A subtle smile visited for an instant the features of Napoleon, to vanish presently in the expressionless calm, the sphinx-like mask, wherewith he usually concealed his thoughts.

"You are ambitious?" he said slowly.

"I am a brother of Napoleon," replied Paolo, who flattered himself that he was courtier and was secretly delighted with this speech.

The First Consul reflected gravely for a moment; then his glance encountered the uniform of his Mamelukes, who stood like statues a few paces distant, and an idea occurred to him.

"You have had a military training. You are in the army, perhaps?" he asked.

Paolo shrugged his shoulders. "I care nothing for soldiering. My august brother has been endowed by Fate with all his family's genius. My poor talents lie in the direction of diplomacy. If I might aspire to some position of government, I would strive to fill it worthily."

Napoleon's lips writhed in a sneer at the other's speech. "A diplomat rather than a soldier?" he said, cuttingly.

Paolo flushed at the reflection cast upon his courage, but nevertheless stood stolidly to his guns. "I care nothing for soldiering," he repeated.

"Perhaps you will name the position of which you are most envious?" suggested Napoleon.

"There are so many. I have given the matter little thought," replied Paolo, upon whose countenance was displayed a sudden light of hope, called up by Napoleon's words.

"You do yourself injustice, sir; you have given this matter more attention than you would have me believe," said the First Consul sternly.

"Believe me, sire——"

"Sire, sire, sire. I am not a king, but a plain citizen."

"I swear to you, brother. I have given this matter no thought. I hardly dared hope——"

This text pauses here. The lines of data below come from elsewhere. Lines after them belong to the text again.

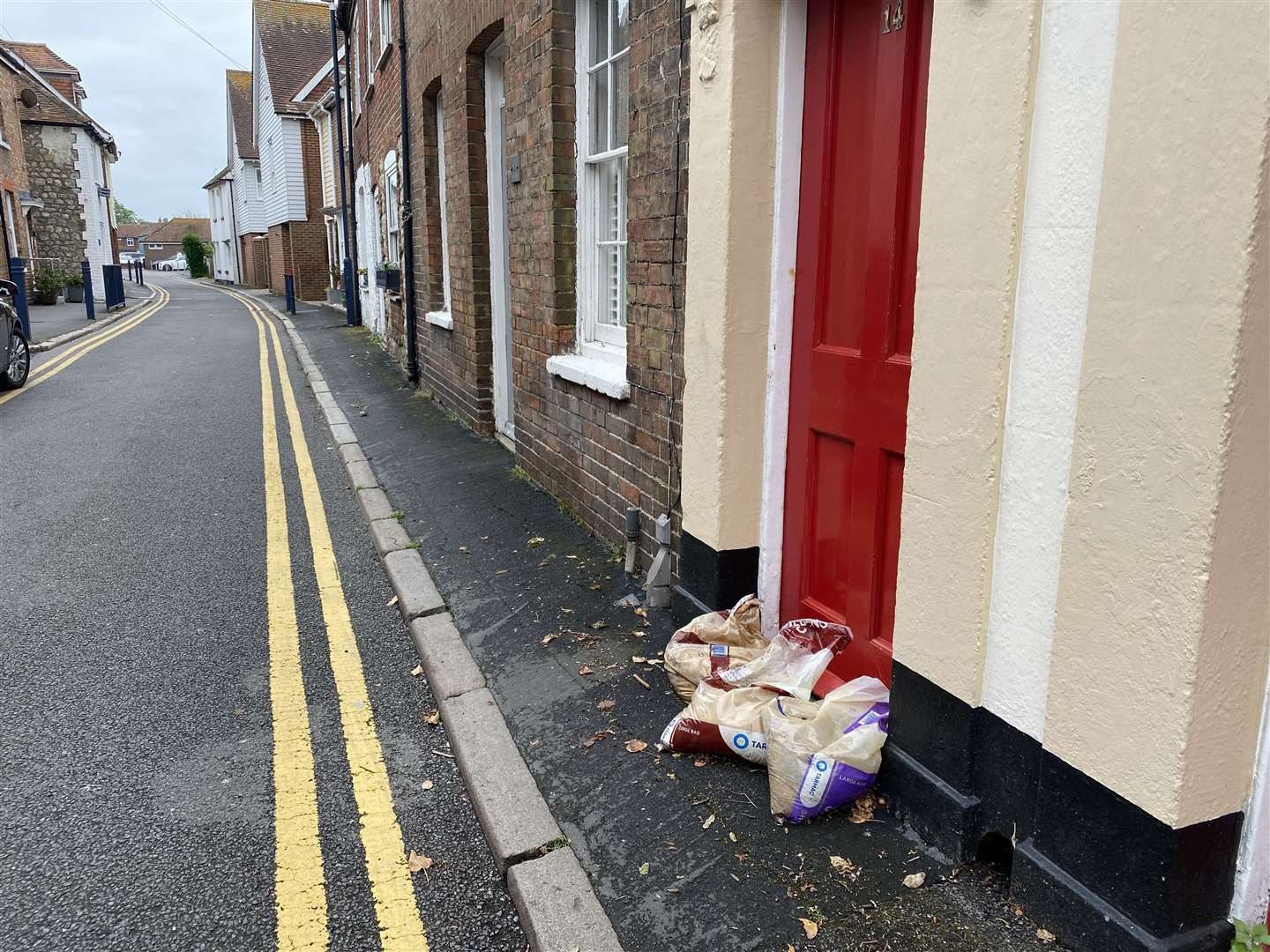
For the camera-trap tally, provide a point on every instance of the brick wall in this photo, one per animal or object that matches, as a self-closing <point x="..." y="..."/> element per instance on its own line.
<point x="596" y="453"/>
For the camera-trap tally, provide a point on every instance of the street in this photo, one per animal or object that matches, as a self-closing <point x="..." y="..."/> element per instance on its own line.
<point x="199" y="643"/>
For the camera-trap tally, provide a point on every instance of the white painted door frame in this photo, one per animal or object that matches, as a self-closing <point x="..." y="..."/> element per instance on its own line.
<point x="780" y="317"/>
<point x="499" y="273"/>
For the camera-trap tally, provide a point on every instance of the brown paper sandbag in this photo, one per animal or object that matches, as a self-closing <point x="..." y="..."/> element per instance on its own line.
<point x="714" y="643"/>
<point x="721" y="720"/>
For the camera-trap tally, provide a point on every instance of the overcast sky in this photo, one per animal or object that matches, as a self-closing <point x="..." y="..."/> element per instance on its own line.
<point x="156" y="88"/>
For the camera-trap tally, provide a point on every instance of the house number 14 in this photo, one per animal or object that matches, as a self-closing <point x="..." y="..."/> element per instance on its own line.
<point x="893" y="19"/>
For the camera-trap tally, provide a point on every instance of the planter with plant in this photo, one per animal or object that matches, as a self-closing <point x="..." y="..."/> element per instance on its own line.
<point x="74" y="288"/>
<point x="49" y="285"/>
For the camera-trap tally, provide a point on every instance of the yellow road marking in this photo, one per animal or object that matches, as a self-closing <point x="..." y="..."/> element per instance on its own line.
<point x="299" y="882"/>
<point x="392" y="888"/>
<point x="64" y="361"/>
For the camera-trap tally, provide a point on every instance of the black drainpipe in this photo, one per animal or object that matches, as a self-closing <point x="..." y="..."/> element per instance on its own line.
<point x="412" y="346"/>
<point x="349" y="271"/>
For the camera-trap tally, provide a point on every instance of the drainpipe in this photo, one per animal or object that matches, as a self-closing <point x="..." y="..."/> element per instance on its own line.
<point x="412" y="348"/>
<point x="351" y="315"/>
<point x="351" y="236"/>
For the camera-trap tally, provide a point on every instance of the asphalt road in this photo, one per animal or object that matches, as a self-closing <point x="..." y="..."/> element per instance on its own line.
<point x="152" y="763"/>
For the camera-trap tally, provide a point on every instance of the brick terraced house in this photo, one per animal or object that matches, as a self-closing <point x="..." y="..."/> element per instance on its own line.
<point x="70" y="213"/>
<point x="966" y="348"/>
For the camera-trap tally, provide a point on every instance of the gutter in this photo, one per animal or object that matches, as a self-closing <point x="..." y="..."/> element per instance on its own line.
<point x="412" y="346"/>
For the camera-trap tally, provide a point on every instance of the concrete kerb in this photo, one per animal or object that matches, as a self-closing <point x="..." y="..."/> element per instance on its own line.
<point x="557" y="903"/>
<point x="52" y="343"/>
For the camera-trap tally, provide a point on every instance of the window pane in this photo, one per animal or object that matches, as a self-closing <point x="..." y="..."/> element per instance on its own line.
<point x="621" y="14"/>
<point x="598" y="31"/>
<point x="598" y="113"/>
<point x="621" y="101"/>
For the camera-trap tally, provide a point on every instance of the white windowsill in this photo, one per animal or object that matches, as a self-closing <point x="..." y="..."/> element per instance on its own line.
<point x="608" y="377"/>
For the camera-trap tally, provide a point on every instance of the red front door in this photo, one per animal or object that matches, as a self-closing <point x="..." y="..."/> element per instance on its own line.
<point x="863" y="144"/>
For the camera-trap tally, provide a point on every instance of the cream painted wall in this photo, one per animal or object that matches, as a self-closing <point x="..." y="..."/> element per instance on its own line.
<point x="732" y="159"/>
<point x="1160" y="640"/>
<point x="978" y="118"/>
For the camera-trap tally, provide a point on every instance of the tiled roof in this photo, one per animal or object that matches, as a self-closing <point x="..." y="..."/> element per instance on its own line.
<point x="295" y="40"/>
<point x="239" y="86"/>
<point x="42" y="58"/>
<point x="173" y="230"/>
<point x="51" y="108"/>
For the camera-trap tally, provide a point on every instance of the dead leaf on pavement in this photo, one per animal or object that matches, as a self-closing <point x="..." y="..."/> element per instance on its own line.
<point x="419" y="862"/>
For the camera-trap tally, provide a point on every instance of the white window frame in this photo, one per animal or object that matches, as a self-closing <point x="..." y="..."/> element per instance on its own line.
<point x="392" y="215"/>
<point x="385" y="25"/>
<point x="594" y="338"/>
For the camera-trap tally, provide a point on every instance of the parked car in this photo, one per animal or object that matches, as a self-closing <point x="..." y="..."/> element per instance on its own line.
<point x="16" y="354"/>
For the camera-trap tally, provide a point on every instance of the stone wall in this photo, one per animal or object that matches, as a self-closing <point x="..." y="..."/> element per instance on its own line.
<point x="58" y="227"/>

"To succeed. You have not succeeded," interrupted Napoleon grimly. "Ségur, take this man to Bicêtre and lodge him with the governor," he cried abruptly, in French.

The captain of the guard signed to Roustan, who advanced to lead Paolo towards the door. "Brother, brother," cried the prisoner imploringly.

"Some day, perhaps—nay, one day—I shall send for you, I promise it to you," answered Napoleon.

Paolo glanced despairingly at the Mamelukes, who, holding him in their iron grasp, forced him outwards. Then, as he reached the door he sent a look of passionate hatred towards the First Consul.

"To the devil with your promise——" he shouted, but a hand of steel closed at once over his mouth.

"Allons," said the captain of the guard. "A Bicêtre."